What's truly amazing is how Flask combines all these powerful features with such a straightforward and clean design. It's not an overstatement to say that with just a basic understanding of Python, you can quickly have a Flask web server up and running. It's this combination of power, flexibility, and ease-of-use that makes Flask a standout choice in the world of web development frameworks.

Prerequisites

Basic knowledge of Python and Flask
Access to Stability.ai API
A Chroma database set up

Outline

Initializing the Project
Setting Up the Required Libraries
Write the main File
Testing the Basic Chatbot
Setting Up Chroma Database
Testing the Enhanced Chatbot

Discussion

Initializing the Project

Let's dive into the code! Our first step is to set up our project directory, which we'll name chroma-sd. Open your favorite terminal and navigate to your projects directory. Then, create and move into the project directory with the following commands:

# Create the project directory
mkdir chroma-sd

# Navigate into the project directory
cd chroma-sd

As responsible Python developers, we'll create a new virtual environment for this project. This practice keeps our project's dependencies separate from our global Python environment, which is essential when working on multiple projects with different dependencies. Furthermore, a virtual environment allows us to "freeze" our dependencies into a requirements.txt file, effectively documenting them for future reference.

Let's go ahead and create our virtual environment:

# Create a new virtual environment named `env`
python3 -m venv env

With our virtual environment created, the next step is to activate it. The command for this varies depending on your operating system:

For Windows users, enter the following command:

.\env\Scripts\activate

For Linux or MacOS users, use this command instead:

source env/bin/activate

After running the appropriate command, the name of your environment (env) should appear in parentheses at the start of your terminal prompt. This indicates that the environment is active and you're ready to start developing!

Here's an example of what an activated virtual environment looks like in the terminal:

A terminal prompt showing `(env)` at the start of the line, indicating that the `env` virtual environment is active.

Congratulations, you've successfully set up and activated your virtual environment! Let's proceed to the next step.

Setting Up the Required Libraries

Before we dive into the coding part, let's ensure we have all the necessary libraries installed. Our application will primarily use Flask and ChromaDB:

Flask: A lightweight and flexible Python web framework. We'll use Flask to create a user interface for our application, handling user inputs and displaying the results.
ChromaDB: A powerful database for storing and querying embeddings.
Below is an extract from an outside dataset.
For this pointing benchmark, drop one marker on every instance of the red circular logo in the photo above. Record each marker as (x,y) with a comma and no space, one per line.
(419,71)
In our application, we'll use ChromaDB to store the embeddings of images generated by Stable Diffusion, which will enable us to perform similarity searches.

Make sure you're working with Python 3, as Python 2 has officially reached its end-of-life. You can check your Python version by typing python --version in your terminal.

Now, let's install these libraries. We'll use Python's built-in package manager, pip, for this task. If you've set up and activated your virtual environment as discussed in the previous section, the libraries will be installed within the environment, keeping your global Python setup clean and organized. Here's how to install Flask and ChromaDB:

# Install ChromaDB for storing and querying embeddings
pip install chromadb

# Install Flask HTTP framework for building the user interface
pip install flask

# Install the OpenAI library to use the embedding function
pip install openai

Great! Now that we have our required libraries, we're ready to start building our application.

Writing the Project Files

Now it's time to dive back into coding! Before we start, ensure you're in the correct directory - the root of our project.

Next, open your preferred IDE or code editor and create a new file. Since we're working with Flask, it's conventional to name the main file as app.py. This is because, by default, the flask run command looks for an application in a file called app.py in the current directory.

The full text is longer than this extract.